Friday, 22 de November de 2024 ISSN 1519-7670 - Ano 24 - nº 1315

Os rolezinhos e o preconceito

Os jovens encontraram nova forma de se encontrar, conhecer pessoas, trocar ideias. Em vez de comemorar o fato, a sociedade (ou pelo menos aquela parte da sociedade que se sente dona dos shoppings de luxo) chama a polícia e volta à cena um bordão característico dos tempos da ditadura: “Circulando, circulando”. Os rolezinhos – que começaram como uma forma de reunir gente – acabaram virando tema de sociólogos, assunto da mídia, e perderam a espontaneidade.

A imprensa encontrou – na velha fórmula jornalística de ouvir todos os lados – uma bela maneira de ficar em cima do muro. Ouviu os jovens, deu espaço para os donos de lojas e deixou que os teóricos discutissem as origens e possíveis rumos do movimento.

A edição de domingo (19/1) do Estado de S. Paulo deu duas páginas do caderno “Aliás” para a discussão dos rolezinhos, além de uma página no caderno “Metrópole”. Foi nesse caderno que um dos organizadores do movimento teve espaço para falar.

Jefferson Luís, ou MC Jota L, organizador de um rolezinho, declarou:

“Houve um corre-corre, um mal-entendido, não teve roubo nem arrastão. Acho que eles estão colocando muita coisa onde não tem. Teve um tumulto, sim, mas não foi tudo isso que as pessoas estão pensando que foi. No momento do corre-corre, eu não estava dentro do shopping. Meus colegas me disseram que estava um grupo de pessoas na praça de alimentação, não estava ocorrendo nada, mas uma mulher se sentiu ameaçada, ligou para a polícia e a polícia entrou no shopping. E, quando você vê um monte de policial com cassetete na mão, você pensa o quê? Todo mundo correu, com medo. Foi aí que começou o tumulto.”

Já teóricos como Rosana Pinheiro-Machado, professora de Antropologia do Desenvolvimento na Universidade Oxford, alertam sobre o perigo de romantizar o movimento:

“O rolezinho é um movimento de periferia que vem ‘de baixo para cima’. Mas temos de evitar alguma romantização: esses jovens estavam querendo se divertir, mas tiveram esse direito barrado. Isso gerou uma revolta dos movimentos sociais e dos intelectuais. Dependendo de como a polícia reagir, vai se ampliar”.

Motivos do susto

O grande engano, segundo a Veja (edição 2357, data de capa 22/1/2014), é que os participantes dos rolezinhos não querem invadir os shoppings de luxo. Eles querem fazer rolê perto de casa, como declarou Evandro Farias de Almeida, autor de um blog que tem 13 mil seguidores: “Por que vou ficar duas horas num ônibus para fazer compras num lugar em que tudo é mais caro e ninguém me conhece?”

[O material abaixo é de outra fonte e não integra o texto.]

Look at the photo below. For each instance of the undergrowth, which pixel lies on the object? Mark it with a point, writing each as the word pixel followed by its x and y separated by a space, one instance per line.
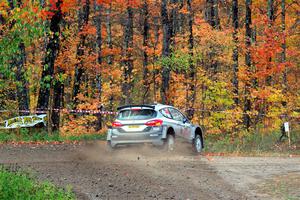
pixel 18 185
pixel 27 135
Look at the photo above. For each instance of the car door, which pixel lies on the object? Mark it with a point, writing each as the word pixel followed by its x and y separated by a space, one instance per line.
pixel 187 128
pixel 178 119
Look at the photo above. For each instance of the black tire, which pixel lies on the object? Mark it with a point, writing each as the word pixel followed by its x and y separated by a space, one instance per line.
pixel 197 144
pixel 169 143
pixel 109 147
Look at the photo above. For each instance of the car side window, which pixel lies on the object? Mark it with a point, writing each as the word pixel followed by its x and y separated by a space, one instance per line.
pixel 176 114
pixel 166 113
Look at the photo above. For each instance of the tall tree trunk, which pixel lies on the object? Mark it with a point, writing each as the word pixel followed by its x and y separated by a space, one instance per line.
pixel 22 84
pixel 146 74
pixel 212 13
pixel 58 93
pixel 110 46
pixel 248 36
pixel 191 97
pixel 98 23
pixel 83 18
pixel 167 31
pixel 283 45
pixel 51 54
pixel 127 85
pixel 235 55
pixel 271 18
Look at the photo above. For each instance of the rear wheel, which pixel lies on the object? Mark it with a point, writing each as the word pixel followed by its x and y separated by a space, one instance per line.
pixel 109 147
pixel 197 144
pixel 169 143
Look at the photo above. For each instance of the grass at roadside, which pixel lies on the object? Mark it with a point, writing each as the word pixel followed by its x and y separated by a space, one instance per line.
pixel 24 135
pixel 253 143
pixel 17 185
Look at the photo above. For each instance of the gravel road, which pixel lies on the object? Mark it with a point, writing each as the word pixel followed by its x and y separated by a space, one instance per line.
pixel 147 173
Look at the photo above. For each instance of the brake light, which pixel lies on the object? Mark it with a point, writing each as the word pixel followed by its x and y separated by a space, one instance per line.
pixel 135 109
pixel 156 122
pixel 116 124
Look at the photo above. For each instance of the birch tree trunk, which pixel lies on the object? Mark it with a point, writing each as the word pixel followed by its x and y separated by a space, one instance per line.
pixel 127 85
pixel 248 36
pixel 235 54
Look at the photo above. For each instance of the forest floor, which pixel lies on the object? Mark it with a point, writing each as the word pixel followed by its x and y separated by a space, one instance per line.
pixel 145 172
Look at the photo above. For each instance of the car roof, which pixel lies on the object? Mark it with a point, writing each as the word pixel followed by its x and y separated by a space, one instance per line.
pixel 155 106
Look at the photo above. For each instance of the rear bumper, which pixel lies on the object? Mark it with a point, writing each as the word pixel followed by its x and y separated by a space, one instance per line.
pixel 116 137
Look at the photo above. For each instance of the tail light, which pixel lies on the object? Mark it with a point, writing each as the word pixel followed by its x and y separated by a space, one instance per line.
pixel 156 122
pixel 116 124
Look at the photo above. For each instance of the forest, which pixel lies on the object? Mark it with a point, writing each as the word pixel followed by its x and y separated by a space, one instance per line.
pixel 230 65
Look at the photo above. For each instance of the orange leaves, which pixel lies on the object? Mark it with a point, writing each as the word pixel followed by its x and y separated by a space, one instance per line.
pixel 67 5
pixel 88 30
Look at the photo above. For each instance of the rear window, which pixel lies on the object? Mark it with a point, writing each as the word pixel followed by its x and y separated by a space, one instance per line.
pixel 136 114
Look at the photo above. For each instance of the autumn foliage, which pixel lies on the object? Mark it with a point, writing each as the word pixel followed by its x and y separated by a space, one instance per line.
pixel 100 52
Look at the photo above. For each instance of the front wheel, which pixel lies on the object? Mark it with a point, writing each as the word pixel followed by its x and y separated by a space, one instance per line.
pixel 197 144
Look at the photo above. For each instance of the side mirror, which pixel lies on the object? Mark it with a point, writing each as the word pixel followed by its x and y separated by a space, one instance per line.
pixel 185 120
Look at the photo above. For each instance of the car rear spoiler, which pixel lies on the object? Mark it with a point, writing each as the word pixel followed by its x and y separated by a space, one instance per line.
pixel 131 106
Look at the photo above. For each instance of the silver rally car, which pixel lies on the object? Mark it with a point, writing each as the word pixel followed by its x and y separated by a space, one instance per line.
pixel 157 124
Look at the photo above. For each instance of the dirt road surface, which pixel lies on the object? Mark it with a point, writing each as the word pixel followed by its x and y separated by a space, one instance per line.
pixel 148 173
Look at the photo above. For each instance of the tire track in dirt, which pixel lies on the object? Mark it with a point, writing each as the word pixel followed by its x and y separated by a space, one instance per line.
pixel 133 173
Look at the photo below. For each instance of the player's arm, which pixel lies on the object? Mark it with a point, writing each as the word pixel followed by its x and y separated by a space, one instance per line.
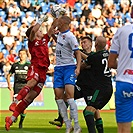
pixel 112 60
pixel 8 81
pixel 36 27
pixel 51 31
pixel 83 56
pixel 78 59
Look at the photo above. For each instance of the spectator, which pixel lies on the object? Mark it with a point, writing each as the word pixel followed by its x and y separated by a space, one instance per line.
pixel 96 11
pixel 36 7
pixel 9 20
pixel 3 29
pixel 6 68
pixel 11 57
pixel 25 5
pixel 8 41
pixel 85 10
pixel 14 31
pixel 27 19
pixel 2 61
pixel 23 28
pixel 110 20
pixel 15 12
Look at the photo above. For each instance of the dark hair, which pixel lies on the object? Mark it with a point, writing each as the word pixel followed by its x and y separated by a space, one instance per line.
pixel 86 37
pixel 29 31
pixel 23 49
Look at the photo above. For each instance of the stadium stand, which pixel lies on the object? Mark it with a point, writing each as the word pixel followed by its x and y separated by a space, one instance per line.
pixel 119 9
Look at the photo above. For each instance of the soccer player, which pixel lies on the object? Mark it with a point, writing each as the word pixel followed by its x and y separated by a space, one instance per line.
pixel 98 89
pixel 36 76
pixel 86 44
pixel 65 72
pixel 19 69
pixel 121 58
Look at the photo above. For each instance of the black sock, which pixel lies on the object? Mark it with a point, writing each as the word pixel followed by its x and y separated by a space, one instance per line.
pixel 59 115
pixel 22 116
pixel 89 118
pixel 99 125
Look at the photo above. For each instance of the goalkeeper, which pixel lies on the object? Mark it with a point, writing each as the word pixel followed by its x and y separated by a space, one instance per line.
pixel 36 76
pixel 86 44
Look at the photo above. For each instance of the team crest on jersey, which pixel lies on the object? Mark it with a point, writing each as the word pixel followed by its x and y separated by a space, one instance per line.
pixel 26 67
pixel 44 41
pixel 89 97
pixel 36 43
pixel 63 36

A frase do blogueiro, somada à declaração do outro rolezeiro (que fala do tumulto causado por uma mulher que se sentiu ameaçada), dariam chance à mídia de discutir essa nova realidade. Realidade que foi tema dos livros de ficção científica nos anos 1940 e 50. Alguns autores anteciparam modelos em que os ricos viviam em condomínios fechados, comprando e consumindo lá mesmo – o que, aos poucos, levava a dois tipos de sociedade em um mesmo país.

A diferença da nossa realidade para os retratos feitos pela ficção científica é que, nesses mundos de fantasia, a maior distinção era econômica. Não havia, como no nosso caso, o componente da cor da pele. Aquela senhora que se sentiu ameaçada deve ter achado que a multidão de jovens de bermuda, camiseta e boné, e ainda por cima negros ou mulatos, não podia ser boa coisa.

Está na hora de enfrentar o fato de que somos, sim, um país racista. Com o acesso, tão comemorado pelo governo e até pela mídia, das classes C e D ao consumo, era natural que os brasileiros negros e mulatos ganhassem mais visibilidade.

Está na hora da mídia fazer a sua parte e discutir a fundo o verdadeiro motivo do susto que os rolezinhos estão provocando. E descobrir se o movimento continua espontâneo ou começa a haver manipulação dos jovens por outros interesses.